Die diabetische Ketoazidose (DKA) ist durch den biochemischen Dreiklang von Ketonämie, Hyperglykämie und Azidämie definiert (1).
Die DKA kann entstehen durch:
- absoluter Mangel an zirkulierendem Insulin, z. B. -
- zuvor nicht diagnostizierter Diabetes mellitus Typ 1
- Patienten, die absichtlich oder versehentlich kein Insulin einnehmen (insbesondere die langwirksame Komponente eines Basal-Bolus-Schemas)
- relativer Mangel
- verursacht durch erhöhte Spiegel der gegenregulatorischen Hormone: Katecholamine, Glukagon, Cortisol und Wachstumshormon als Reaktion auf Stress bei Zuständen wie Sepsis, Trauma oder Magen-Darm-Erkrankungen mit Durchfall und Erbrechen usw. trotz Einnahme der üblichen empfohlenen Insulindosis (2)
DKA gilt als Indikator oder sogar als Diagnose für Typ-1-Diabetes, aber zunehmend werden auch Fälle von ketonanfälligem Typ-2-Diabetes erkannt (3).
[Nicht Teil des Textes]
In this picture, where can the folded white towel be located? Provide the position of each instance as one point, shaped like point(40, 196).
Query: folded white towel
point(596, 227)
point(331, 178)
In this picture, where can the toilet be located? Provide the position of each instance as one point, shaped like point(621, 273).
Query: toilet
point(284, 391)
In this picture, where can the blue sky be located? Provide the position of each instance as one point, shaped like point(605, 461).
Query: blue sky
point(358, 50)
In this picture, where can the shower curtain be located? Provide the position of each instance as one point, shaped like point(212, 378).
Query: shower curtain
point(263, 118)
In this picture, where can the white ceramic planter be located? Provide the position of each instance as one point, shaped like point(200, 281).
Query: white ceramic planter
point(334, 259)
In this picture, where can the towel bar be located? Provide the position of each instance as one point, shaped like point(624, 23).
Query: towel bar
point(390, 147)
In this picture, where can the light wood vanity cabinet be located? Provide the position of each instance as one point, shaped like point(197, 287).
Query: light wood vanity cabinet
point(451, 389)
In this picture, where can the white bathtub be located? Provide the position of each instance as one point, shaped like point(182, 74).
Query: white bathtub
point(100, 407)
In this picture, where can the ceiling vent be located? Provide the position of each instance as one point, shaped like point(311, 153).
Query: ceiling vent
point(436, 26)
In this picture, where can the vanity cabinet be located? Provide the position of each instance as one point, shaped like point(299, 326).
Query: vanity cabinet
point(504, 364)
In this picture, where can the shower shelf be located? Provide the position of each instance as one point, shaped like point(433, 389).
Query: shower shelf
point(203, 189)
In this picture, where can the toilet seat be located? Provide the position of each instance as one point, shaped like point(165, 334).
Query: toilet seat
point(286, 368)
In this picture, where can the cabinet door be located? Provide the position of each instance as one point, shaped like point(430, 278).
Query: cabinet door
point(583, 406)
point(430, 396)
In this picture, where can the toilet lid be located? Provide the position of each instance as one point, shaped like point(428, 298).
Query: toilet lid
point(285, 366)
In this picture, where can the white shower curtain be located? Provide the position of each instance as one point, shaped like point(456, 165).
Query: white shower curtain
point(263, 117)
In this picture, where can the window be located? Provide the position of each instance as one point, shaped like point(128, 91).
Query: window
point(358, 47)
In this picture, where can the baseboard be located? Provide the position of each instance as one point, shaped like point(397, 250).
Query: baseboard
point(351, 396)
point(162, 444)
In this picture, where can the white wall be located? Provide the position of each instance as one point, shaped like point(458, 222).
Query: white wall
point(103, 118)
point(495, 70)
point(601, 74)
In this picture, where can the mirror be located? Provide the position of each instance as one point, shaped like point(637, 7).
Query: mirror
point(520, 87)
- Patienten mit Typ-2-Diabetes, die zu Ketose neigen, machen 20 bis 50 % der DKA-Patienten aus (bei diesen Patienten ist die Insulinsekretion gestört).
Die DKA sollte als medizinischer Notfall betrachtet werden; ihre rasche Erkennung und korrekte Behandlung sind entscheidend, um Morbidität und Mortalität zu vermeiden.
Es ist zu beachten, dass es feine Unterschiede in der Behandlung von Kindern und Erwachsenen gibt.
Referenz:
- Savage MW et al. Joint British Diabetes Societies guideline for the management of diabetic ketoacidosis. Diabet Med. 2011;28(5):508-15
- Wolfsdorf JI et al. Diabetische Ketoazidose und hyperglykämischer hyperosmolarer Zustand. Pediatr Diabetes. 2014;15 Suppl 20:154-79.
- Joint British Diabetes Societies (JBDS). Das Management der diabetischen Ketoazidose bei Erwachsenen. Revised March 2023.